Let’s work at finding our ‘Yes Zone’

I write this from Jamison Square in the heart of the Pearl District of Portland, Oregon. This urban beach is Portland’s biggest kid magnet. An ingenious design fills the shallow basin every 15 minutes with water spilling from layers of mini waterfalls emerging from the sandstone benches. The continuous drainage eliminates stagnant water and greatly reduces the risk of accidental drowning. Even the youngest Portlanders frolic here safely.

This park started out as a vacant lot on which a memorial was to be built. Community members disagreed about the memorial’s design. Opposing sides, over time and in consultation with experts, came together around the current design, with the water feature added after further thought. Jamison Square is a micro model for bringing about systemic change to a divided community.

Beth Laidlaw teaches philosophy at Monroe Community College and is a member of the GS4A leadership team.
Beth Laidlaw teaches philosophy at Monroe Community College and is a member of the GS4A leadership team.
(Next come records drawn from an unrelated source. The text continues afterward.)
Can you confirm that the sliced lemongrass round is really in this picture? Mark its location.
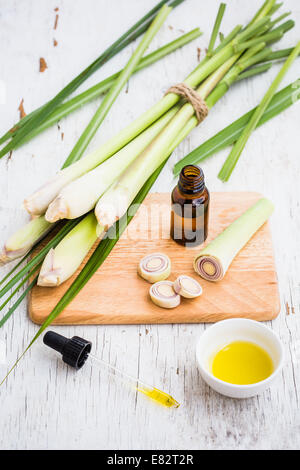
[149,281,180,308]
[173,275,202,299]
[138,253,171,284]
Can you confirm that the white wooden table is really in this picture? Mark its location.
[0,0,300,449]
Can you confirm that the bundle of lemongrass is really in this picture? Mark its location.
[0,0,296,382]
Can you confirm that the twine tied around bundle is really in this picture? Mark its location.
[165,83,208,124]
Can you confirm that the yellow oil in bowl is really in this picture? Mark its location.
[211,341,274,385]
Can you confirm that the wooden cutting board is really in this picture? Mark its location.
[29,192,280,325]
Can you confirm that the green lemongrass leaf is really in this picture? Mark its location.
[207,3,226,57]
[0,217,81,298]
[0,28,202,147]
[65,5,172,165]
[0,163,165,385]
[173,79,300,176]
[218,42,300,181]
[2,0,288,368]
[261,46,295,62]
[0,276,38,328]
[269,2,283,16]
[237,64,272,82]
[0,0,184,158]
[0,249,33,286]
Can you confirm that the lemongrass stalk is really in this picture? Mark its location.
[0,276,37,326]
[95,56,238,229]
[194,198,274,282]
[0,160,163,380]
[95,40,269,229]
[24,7,274,215]
[0,262,42,312]
[173,80,300,176]
[261,47,294,62]
[272,20,295,33]
[269,2,283,16]
[206,3,226,57]
[0,0,184,157]
[45,106,179,223]
[236,64,272,82]
[218,41,300,181]
[0,217,51,266]
[0,99,178,264]
[37,213,97,287]
[0,218,81,298]
[235,31,284,52]
[0,28,202,147]
[270,11,291,28]
[232,16,270,47]
[0,0,284,370]
[249,0,281,25]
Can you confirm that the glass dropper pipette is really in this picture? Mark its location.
[43,331,180,408]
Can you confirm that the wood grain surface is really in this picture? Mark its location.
[29,192,280,325]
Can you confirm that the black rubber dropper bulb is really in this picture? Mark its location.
[43,331,92,370]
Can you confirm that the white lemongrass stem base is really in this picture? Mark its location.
[24,40,239,215]
[37,213,97,287]
[194,198,274,281]
[45,106,179,223]
[95,54,239,229]
[0,216,52,265]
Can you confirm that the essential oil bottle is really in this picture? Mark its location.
[171,165,210,247]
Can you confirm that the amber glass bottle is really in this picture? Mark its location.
[171,165,209,246]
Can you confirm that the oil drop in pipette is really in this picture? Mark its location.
[43,331,180,408]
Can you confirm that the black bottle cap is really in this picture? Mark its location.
[43,331,92,370]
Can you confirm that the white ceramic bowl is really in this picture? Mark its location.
[196,318,284,398]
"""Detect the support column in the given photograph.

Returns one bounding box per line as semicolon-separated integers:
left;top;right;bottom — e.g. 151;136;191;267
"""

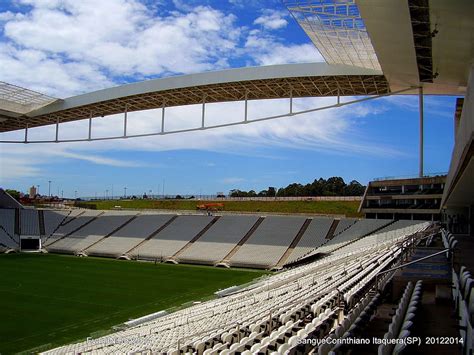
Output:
418;86;424;177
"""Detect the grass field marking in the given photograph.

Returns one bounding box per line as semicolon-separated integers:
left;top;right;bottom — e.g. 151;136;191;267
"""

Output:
0;254;265;354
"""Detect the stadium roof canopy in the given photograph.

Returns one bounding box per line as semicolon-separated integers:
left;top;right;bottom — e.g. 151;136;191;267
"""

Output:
0;63;389;132
0;0;474;135
283;0;474;95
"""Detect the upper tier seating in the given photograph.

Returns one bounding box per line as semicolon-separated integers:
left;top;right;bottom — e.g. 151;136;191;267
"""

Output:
44;210;102;247
135;216;214;260
230;216;306;267
178;216;258;264
286;217;333;264
0;208;20;250
48;211;136;254
87;213;175;257
46;224;427;355
19;209;40;236
43;210;71;240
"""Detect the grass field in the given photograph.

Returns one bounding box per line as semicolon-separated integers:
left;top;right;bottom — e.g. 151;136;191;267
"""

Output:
77;200;362;217
0;254;263;354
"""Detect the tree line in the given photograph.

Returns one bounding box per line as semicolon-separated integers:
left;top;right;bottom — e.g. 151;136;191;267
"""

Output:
229;176;365;197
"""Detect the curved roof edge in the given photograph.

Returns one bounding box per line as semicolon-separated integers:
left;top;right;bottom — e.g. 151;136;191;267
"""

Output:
27;63;383;117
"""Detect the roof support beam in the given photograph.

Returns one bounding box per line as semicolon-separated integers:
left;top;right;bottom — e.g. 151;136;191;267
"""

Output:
0;87;415;143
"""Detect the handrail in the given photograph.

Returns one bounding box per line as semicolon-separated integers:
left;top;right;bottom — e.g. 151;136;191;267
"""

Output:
374;248;451;291
375;248;451;276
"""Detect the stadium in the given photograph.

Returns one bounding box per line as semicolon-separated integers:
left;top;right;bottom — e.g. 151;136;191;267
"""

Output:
0;0;474;355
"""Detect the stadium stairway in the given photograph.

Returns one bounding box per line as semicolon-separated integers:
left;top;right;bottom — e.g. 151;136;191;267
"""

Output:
40;210;72;244
78;213;140;256
38;210;46;238
216;217;265;267
273;218;312;269
124;215;178;259
60;210;86;226
326;220;395;252
48;211;105;247
170;216;221;260
325;219;340;239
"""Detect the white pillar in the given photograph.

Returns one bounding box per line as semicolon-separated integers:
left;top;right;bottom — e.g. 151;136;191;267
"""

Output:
418;86;423;177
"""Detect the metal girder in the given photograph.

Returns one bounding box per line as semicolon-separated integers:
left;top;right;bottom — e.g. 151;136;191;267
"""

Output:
0;87;413;143
283;0;380;70
0;75;390;132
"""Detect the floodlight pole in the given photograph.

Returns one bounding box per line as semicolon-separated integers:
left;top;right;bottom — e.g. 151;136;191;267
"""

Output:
56;117;59;143
418;86;424;177
244;90;249;123
123;104;128;138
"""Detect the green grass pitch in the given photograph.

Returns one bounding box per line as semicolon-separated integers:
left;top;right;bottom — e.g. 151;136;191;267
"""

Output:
0;254;263;354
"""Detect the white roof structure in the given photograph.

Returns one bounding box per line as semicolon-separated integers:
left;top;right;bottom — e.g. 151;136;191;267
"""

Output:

The Great Schools for All Coalition seeks to create that productive safe space where the community, over time and in consultation with experts, comes together around proven strategies for helping all students succeed. The experts we’ve consulted believe that children in school buildings steeped in poverty have significantly more hurdles to jump over to be successful. Not that poor kids can’t learn, but that any child who comes to school hungry, wearing the same clothes as yesterday and the day before, without having slept well or completed homework, is not prepared to soak up knowledge.

We understand that buildings with 40 percent or fewer students who qualify for free or reduced price lunch are buildings where teachers are not overwhelmed by the needs of students and every child is able to fulfill her promise.  We’ve read about successful strategies in Hartford and Omaha and Minneapolis and we’ve visited schools in Raleigh, NC, using socioeconomic integration and have seen the evidence of success first hand. What we seek now is to create the productive safe space for conversation and community engagement to experiment with these ideas locally. Having 18 schools districts with many different constituents in Monroe County make this a potentially difficult and very robust conversation, but not an impossible conversation.

The kind of productive safe space GS4A wants to cultivate is referred to as the “Yes Zone” by Neal Ewald, Senior Vice President of Green Diamond Resource Company. Ewald’s logging company tussled with activists for decades over cutting old growth forests. Ewald and the activists eventually engaged in conversations that identified a common thread of interests. Following this thread, the activists and loggers found their Yes Zone, the place to experiment with different designs around a core idea.

The Legislative Work Group of GS4A aims to introduce legislation that would turn Monroe County into a type of  “Yes Zone,” where school districts could work together to socioeconomically integrate learning. Such a place is not currently available due to legal obstacles. Successful ideas coming out of the GS4A Yes Zone may include magnet schools open to students from anywhere in the county, shared learning partnerships between two or three districts, or shared sports and arts facilities along the lines of the BOCES model. And, of course, the Yes Zone will allow us to consider your proposals.

What is our Yes Zone’s coalescing idea — our common thread?

That all children can learn and each child deserves a chance.